Maide-6. Ey iman edenler! Salâta /sosyal yardımlaşma toplantılarına katılacağınız ve böylesi faaliyetlerde bulunacağınız zaman (bazen de toplu Kur’an çalışmalı ve namazlı veya namazsız) yüzünüzü ve dirseklere kadar kollarınızı yıkayın. Başınızı ve topuklara kadar ayaklarınızı sıvazlayın /mesh edin. Eğer cünüp iseniz /herhangi bir nedenle dikkatinizi toplayamayacak ve ne konuştuğunuzu bilemeyecek kadar bilinciniz-muhakemeniz karışık veya yanınıza yatacak kadar uyku sersemi iseniz, düzelmeyi (fettahharu) bekleyin. Hasta veya yolcu iseniz yahut tuvaletinizi gaita çıkararak /büyük aptes şeklinde yapmışsanız yahut kadınlarla cinsel ilişkide bulunmuş ve su bulamamışsanız, normal abdest niyetine ellerinizin avuç içlerini temiz bir toprağa dokundurarak, yüzünüzü ve kollarınızı sıvazlayarak teyemmüm edin. Allah size güçlük çıkarmak istemiyor, ancak sizi olumsuzluklardan temizlemek ve üzerinizdeki nimetini tamamlamak istiyor. Olur ki minnet duyar ve teşekkür edersiniz /şükredersiniz. 

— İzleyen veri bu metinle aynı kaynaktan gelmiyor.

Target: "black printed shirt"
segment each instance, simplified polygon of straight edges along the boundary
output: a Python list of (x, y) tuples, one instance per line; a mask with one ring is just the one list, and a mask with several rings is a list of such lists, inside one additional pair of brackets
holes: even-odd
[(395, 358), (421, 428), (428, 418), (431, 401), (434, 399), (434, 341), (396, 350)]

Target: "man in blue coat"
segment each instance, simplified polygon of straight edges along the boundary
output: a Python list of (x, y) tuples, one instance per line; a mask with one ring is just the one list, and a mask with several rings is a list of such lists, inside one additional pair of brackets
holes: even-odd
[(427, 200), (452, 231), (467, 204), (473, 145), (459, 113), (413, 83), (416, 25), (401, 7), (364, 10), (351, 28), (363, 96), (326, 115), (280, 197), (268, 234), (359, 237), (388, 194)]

Ancak sayın Mustafa Sağ’ın “Evrensel Çağrı Kur’an” kitabı hariç bütün meallerde “Cünup” kelimesi sadece “cinsi münasebette bulunmuş anlamında olan CENABET HALİ” şeklinde kullanılmıştır.

Ayrıca artık biliyoruz ki, cinsel münasebetli veya vücutların yoğun sürtünmeli bir şekilde devreye girmiş olduğu sevişme aktivitesinde (lemestümuhu) ve büyük abdest ihtiyacını giderme sırasında da vücudumuz statik elektrikle yüklenmekte ve bu elektrik özellikle vücudun kollar, yüz, baş ve ayaklar gibi uç kısımlarında aşırı bir birikim göstermektedir. Bu birikim de, dua sırasında beynimizde oluşup bu bölgelerimizden yayılan düşünce enerjimizin, ilahi kayıt sisteminde kaydedilmek üzere net ulaşımını olumsuz etkilemektedir. İşte su veya toprak ile alınan abdest ile bu statik elektrik temizlenmiş olmaktadır. Yine bu ayette, yapmamız istenen muhkem-kesin hüküm, “tuvalet çıkışı ve cinsel bir aktiviteden sonra abdest alın” olmaktadır. Dikkat edilirse, Nisa-43’ncü ayette, sadece hafif kafa karışıklığından kurtulmak amacıyla güsul abdesti denilen tüm vücudun yıkanması ve Maide-6’ncı ayete ise ciddi kafa karışıklığı ve yanına yatacak kadar hasta oluşta kendine gelmek üzere beklenmesi önerilmektedir.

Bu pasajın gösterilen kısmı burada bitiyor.